Bildungsniveau ist unterschiedlich
Das Ziel sei es vor allem, die Geflüchteten aus der Asylsozialhilfe herauszulösen und sie in die Bildungs- und Arbeitsprozesse in der Schweiz zu intergrieren, sagt Schulz. Waren Integrationsbemühungen für die Flüchtlinge aus der Ukraine anfangs freiwillig, gilt für sie mittlerweile ebenfalls eine Integrationspflicht. «Fast alle Klienten haben mit dem Deutschlernen begonnen», berichtet er. Im Integrationsprozess seien diese aber unterschiedlich weit. Die Kinder seien ins Schulsystem eingebunden, andere Klienten machten eine Lehre, wieder andere befänden sich in einem Übergangsjahr als Vorbereitung auf das Berufsleben. Der Bund mache mittlerweile deutlich mehr Druck, so Schulz. Der Integrationsprozess brauche jedoch Zeit. «Die Leute kommen in ein komplett neues System rein», gibt er zu bedenken. Für Ältere sei es darüber hinaus schwieriger, die deutsche Sprache zu lernen. Hinzu kommt, dass die Bildungsvoraussetzungen allgemein sehr unterschiedlich sind. Die jungen Männer aus Afghanistan haben häufig nicht lange die Schule besucht. Sie haben ausserdem noch ein anderes Handicap: «Ich habe Klienten, die sind intelligent und motiviert, wollen aber aus sozialem Druck schnell Geld verdienen», erklärt Schulz. Ein Teil der Flüchtlinge nehme lieber niederschwellige Jobs an, weil sie ihre Familien zu Hause unterstützen müssten, die teilweise mehrere Tausend Franken Schulden an die Fluchthelfer zurückzahlen müssen. Schulz lobt jedoch ausdrücklich den guten Charakter der Afghanen, die aktuell in Niederwil leben: «Wir konnten ein gutes Zusammenleben schaffen», findet der Betreuer, der mittlerweile ein Vertrauensverhältnis zu seinen Schützlingen aufgebaut hat. «Mir ist es wichtig gewesen, dass sie mich als stabile vertrauensvolle Person wahrnehmen», sagt er. Anfangs seien die Geflüchteten zurückhaltend gewesen, mittlerweile kämen sie aber auch mit persönlichen und teils psychologischen Problemen zu ihm, erzählt er. Im Bedarfsfall organisiert er für sie auch psychologische Unterstützung. Er selbst müsse eine gewisse professionelle Distanz wahren, um ihnen helfen zu können – und um sich selbst zu schützen. Das habe er jedoch schon in seiner Pflegetätigkeit gelernt: «Ihnen ist nicht gedient, wenn ich mitleide.»

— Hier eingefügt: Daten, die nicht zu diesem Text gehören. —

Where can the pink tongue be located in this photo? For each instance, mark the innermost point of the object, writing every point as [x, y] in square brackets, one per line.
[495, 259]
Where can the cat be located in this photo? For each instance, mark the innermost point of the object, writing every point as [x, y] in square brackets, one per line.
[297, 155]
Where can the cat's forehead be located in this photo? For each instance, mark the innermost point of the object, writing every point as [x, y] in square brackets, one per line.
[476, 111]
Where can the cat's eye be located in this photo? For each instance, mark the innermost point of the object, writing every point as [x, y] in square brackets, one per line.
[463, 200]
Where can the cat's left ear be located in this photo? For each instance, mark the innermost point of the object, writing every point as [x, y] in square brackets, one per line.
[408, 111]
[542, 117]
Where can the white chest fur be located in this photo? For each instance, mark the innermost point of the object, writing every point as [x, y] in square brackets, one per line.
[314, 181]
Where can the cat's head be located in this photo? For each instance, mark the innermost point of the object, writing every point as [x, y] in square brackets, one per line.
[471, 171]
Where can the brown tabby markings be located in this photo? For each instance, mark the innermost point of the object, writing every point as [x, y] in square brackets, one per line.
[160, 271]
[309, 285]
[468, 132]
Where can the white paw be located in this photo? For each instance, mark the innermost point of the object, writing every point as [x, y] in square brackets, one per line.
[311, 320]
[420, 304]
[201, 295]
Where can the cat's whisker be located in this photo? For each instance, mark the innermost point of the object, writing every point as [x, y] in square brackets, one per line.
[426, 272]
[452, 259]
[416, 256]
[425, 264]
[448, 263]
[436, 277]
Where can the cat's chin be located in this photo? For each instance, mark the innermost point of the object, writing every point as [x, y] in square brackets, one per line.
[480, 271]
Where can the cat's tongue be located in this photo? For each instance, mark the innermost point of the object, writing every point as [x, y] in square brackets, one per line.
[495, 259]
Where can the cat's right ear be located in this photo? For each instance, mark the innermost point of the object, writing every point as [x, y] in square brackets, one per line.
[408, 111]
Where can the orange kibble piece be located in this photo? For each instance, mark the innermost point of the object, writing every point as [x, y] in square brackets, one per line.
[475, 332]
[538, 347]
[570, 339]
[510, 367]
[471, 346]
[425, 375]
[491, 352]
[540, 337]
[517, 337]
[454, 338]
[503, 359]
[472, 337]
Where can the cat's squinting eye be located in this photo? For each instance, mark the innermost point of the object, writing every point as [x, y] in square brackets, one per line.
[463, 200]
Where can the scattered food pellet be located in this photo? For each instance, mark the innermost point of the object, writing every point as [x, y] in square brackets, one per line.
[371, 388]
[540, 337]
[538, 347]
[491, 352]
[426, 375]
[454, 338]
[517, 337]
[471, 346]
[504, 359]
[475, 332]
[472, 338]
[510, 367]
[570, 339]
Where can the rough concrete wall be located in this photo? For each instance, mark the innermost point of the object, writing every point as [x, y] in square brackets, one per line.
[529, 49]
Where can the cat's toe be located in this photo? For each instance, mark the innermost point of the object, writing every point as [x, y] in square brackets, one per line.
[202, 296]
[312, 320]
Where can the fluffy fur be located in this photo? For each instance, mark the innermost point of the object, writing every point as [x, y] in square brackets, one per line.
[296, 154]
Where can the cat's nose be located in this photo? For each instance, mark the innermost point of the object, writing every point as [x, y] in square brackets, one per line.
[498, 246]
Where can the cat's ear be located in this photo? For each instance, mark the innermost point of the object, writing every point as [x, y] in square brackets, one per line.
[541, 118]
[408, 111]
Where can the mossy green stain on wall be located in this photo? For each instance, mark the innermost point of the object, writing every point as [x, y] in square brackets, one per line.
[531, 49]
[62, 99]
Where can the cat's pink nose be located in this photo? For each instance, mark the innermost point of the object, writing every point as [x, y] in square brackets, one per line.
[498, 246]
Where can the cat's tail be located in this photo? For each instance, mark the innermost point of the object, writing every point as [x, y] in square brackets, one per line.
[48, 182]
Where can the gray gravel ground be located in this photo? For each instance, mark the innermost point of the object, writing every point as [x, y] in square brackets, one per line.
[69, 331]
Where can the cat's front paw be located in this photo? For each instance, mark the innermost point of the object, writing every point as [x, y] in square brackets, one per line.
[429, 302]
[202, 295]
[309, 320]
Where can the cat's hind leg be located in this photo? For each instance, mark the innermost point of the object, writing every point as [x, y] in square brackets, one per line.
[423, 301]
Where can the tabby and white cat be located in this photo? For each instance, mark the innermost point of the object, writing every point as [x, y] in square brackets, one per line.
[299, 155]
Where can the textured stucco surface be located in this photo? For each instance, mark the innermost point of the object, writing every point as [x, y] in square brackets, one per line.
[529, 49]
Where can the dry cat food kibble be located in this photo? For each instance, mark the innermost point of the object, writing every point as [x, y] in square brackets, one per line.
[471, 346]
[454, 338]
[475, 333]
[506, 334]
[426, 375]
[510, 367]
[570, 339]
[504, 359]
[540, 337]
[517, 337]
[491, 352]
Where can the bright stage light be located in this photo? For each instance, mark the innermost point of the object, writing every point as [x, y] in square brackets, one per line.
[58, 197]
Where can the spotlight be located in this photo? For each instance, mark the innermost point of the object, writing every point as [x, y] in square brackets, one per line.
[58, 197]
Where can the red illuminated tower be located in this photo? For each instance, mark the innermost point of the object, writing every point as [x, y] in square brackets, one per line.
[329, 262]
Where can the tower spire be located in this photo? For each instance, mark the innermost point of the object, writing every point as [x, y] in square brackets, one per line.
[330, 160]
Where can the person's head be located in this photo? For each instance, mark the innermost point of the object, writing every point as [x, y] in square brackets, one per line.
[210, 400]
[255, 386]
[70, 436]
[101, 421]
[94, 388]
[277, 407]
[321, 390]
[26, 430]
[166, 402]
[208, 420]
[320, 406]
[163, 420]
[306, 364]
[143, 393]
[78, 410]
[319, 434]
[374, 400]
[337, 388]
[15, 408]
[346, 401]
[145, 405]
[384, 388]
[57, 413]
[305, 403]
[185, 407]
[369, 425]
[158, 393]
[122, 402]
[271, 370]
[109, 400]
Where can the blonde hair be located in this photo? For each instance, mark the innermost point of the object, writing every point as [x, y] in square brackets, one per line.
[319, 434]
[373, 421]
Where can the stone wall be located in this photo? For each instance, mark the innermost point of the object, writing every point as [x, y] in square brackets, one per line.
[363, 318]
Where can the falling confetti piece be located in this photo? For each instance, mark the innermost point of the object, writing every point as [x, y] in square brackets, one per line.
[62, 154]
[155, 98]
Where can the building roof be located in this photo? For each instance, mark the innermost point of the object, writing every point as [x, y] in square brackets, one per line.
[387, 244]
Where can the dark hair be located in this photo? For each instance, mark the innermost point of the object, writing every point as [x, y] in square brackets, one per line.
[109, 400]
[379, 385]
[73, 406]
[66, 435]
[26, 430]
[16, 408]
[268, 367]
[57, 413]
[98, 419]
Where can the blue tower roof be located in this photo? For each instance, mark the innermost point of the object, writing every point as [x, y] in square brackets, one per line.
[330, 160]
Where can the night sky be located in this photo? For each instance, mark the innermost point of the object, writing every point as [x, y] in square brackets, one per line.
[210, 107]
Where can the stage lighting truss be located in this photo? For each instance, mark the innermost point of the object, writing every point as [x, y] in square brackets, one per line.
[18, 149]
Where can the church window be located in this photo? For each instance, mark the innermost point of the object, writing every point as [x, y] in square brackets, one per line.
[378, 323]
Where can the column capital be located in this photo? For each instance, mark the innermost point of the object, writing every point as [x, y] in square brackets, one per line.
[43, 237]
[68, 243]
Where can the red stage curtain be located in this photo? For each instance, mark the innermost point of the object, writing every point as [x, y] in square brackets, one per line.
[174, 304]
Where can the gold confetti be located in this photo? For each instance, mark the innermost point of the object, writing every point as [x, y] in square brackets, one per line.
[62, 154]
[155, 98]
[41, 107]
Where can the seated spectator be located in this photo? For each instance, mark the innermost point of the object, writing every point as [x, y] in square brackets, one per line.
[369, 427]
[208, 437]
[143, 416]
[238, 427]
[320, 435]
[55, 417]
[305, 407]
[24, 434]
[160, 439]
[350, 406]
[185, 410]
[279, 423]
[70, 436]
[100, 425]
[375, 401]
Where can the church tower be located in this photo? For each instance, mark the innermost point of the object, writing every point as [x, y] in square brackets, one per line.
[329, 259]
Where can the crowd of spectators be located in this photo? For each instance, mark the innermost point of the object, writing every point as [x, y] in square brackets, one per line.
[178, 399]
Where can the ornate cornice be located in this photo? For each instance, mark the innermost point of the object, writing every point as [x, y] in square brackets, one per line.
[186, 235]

Für die insgesamt besser gebildeten Ukrainerinnen und Ukrainer sieht Schulz gute Perspektiven in der Schweiz – sofern sie sich mental darauf einlassen können, dass sie wohl länger hierbleiben: «Viele stehen momentan am Scheideweg», glaubt er. Sie müssten sich entscheiden, ob sie langfristig bleiben oder eines Tages zurückkehren wollten. Nicht alle haben aber überhaupt eine Wahl. Viele kommen aus Teilen der Ostukraine, die von Russland annektiert ist. Ob sich daran in absehbarer Zeit etwas ändert, kann niemand vorhersagen.